And yes, I have played Fallout too :)

Playing it, even with a walkthrough, is like watching a whole set of seasons
of Babylon 5 or Battlestar Galactica.

So trying out UQM (open-source port) is a must. It also has quite good two
player fighting mode.

------
mrschwabe
How awesome is it that you can pickup an old game, one of your favorites
maybe, read the actual source code - which might even have a modern analysis
discussed at length by Fabien Sanglard - and then play the game... with all of
the community's latest tweaks/optimizations... AND then ... when you come
across a bug ... you can code the fix yourself!

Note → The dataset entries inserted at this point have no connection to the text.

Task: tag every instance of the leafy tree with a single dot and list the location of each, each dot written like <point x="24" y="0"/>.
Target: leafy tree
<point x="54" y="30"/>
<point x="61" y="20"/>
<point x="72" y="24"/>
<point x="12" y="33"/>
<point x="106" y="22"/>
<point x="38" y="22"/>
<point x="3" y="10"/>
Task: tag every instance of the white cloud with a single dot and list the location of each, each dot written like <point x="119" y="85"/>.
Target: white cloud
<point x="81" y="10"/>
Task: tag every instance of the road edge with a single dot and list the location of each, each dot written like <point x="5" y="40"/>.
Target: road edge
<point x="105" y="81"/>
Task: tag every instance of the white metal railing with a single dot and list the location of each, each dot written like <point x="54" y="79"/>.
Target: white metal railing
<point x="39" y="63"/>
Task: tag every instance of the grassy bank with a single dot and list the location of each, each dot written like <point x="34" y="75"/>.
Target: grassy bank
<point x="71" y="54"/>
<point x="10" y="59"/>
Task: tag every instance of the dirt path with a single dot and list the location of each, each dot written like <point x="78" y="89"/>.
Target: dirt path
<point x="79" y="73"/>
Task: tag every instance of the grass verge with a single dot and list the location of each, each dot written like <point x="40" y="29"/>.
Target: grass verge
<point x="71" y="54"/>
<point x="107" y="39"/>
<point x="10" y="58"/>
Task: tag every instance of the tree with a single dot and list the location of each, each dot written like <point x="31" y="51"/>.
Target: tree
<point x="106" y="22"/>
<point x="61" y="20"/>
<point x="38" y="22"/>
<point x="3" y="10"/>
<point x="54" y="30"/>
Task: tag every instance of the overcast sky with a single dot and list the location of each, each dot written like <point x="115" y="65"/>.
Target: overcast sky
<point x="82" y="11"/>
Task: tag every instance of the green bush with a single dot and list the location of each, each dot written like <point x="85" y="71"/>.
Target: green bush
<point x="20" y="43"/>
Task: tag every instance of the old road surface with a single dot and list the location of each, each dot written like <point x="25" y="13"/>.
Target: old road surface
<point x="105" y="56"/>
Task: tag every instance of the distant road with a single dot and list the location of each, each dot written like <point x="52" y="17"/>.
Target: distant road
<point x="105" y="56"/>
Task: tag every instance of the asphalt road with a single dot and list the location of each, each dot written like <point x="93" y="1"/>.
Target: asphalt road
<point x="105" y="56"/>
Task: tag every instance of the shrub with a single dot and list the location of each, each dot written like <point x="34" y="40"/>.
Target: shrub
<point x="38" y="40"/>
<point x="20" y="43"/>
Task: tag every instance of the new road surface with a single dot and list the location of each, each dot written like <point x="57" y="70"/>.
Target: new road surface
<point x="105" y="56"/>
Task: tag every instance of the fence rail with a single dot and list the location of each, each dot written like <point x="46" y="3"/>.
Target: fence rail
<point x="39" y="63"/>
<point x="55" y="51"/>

After reading this article, I compiled Duke Nukem 3D and played enough to find
something that bothered me. Just pushed a fix for horizontal mouse-
look/strafing (to Fabien's 'chocolate' repo):

[https://github.com/fabiensanglard/chocolate_duke3D](https://github.com/fabiensanglard/chocolate_duke3D)

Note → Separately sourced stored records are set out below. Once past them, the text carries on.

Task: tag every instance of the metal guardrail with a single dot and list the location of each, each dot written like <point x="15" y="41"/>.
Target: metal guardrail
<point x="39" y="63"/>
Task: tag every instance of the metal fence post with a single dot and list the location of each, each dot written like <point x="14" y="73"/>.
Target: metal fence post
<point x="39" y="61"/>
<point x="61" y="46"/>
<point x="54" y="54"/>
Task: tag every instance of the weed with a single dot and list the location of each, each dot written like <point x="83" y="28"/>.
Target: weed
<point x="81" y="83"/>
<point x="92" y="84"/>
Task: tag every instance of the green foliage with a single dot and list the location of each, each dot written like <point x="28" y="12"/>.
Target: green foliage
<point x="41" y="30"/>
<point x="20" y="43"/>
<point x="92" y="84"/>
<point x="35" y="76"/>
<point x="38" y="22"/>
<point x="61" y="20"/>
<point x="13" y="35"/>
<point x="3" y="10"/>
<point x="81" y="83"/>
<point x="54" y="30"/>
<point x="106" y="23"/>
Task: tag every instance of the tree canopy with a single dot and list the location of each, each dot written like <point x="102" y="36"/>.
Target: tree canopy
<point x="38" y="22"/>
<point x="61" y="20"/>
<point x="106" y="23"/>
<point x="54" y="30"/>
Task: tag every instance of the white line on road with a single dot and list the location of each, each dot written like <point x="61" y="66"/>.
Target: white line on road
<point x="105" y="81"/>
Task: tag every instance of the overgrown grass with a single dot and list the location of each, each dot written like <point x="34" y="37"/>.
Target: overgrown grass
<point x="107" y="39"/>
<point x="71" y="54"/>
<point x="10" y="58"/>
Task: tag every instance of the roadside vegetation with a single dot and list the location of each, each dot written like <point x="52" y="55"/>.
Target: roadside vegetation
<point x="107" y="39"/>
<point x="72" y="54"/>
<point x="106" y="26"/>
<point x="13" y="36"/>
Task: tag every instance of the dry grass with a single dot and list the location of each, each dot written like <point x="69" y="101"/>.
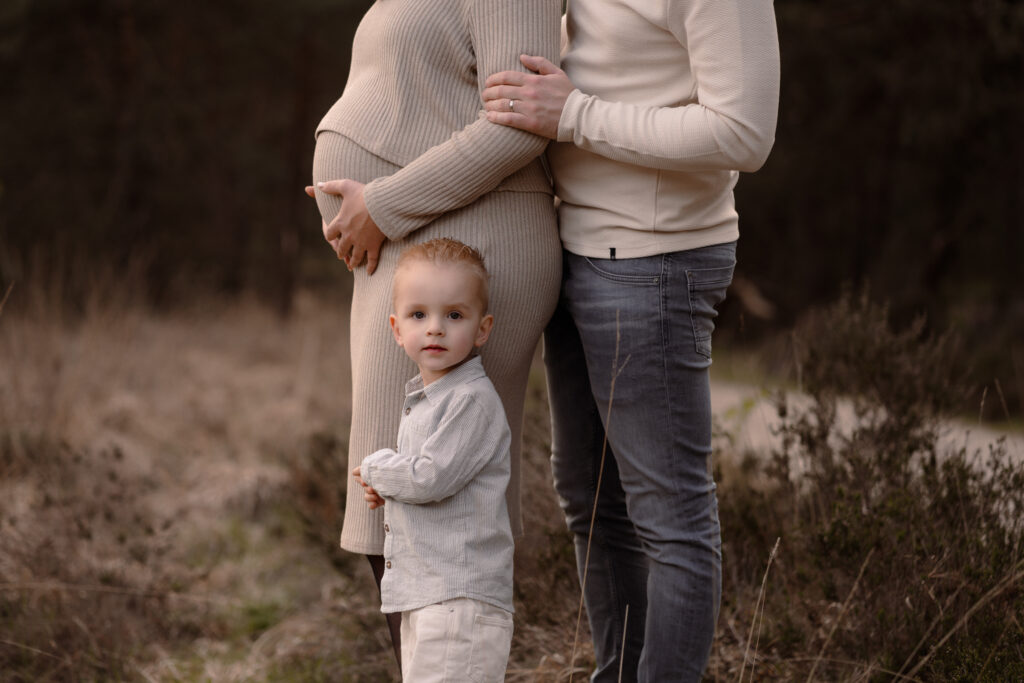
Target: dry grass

It's like this weird connection to the original devs ... and my childhood.

------
angersock
Something the author glosses over is that the Quake 3 engine is remarkably
clean in its separation of the game logic from the engine--the use of "traps"
gives something that very much reminds me of an operating system in some ways.

------
phodo
Great list. Thanks for putting together. Wish the entries had some metadata
around language, size, etc. just for kicks!

------
breadbox
Another example would be Fish Fillets. The GPL release of the source included
all of the assets, even the voice-acting sound files (though only available in
Czech). Info at [http://fillets.sf.net/](http://fillets.sf.net/) , released
source code at
[http://sourceforge.net/projects/fillets/files/original%20ALT...](http://sourceforge.net/projects/fillets/files/original%20ALTAR%20source%20code/)

------
stuxnet79
Homeworld is the only major one I know. They just released a remaster on Steam
though so I wonder how this has affected the modding community.

------
kabdib
Source for the Atari 800 version of Donkey Kong is here

[http://atariage.com/forums/topic/130904-donkey-kong-
source-c...](http://atariage.com/forums/topic/130904-donkey-kong-source-code/)

Beware gnarly 6502 assembly language :-)

------
lawlessone
Warzone 2100, still going strong.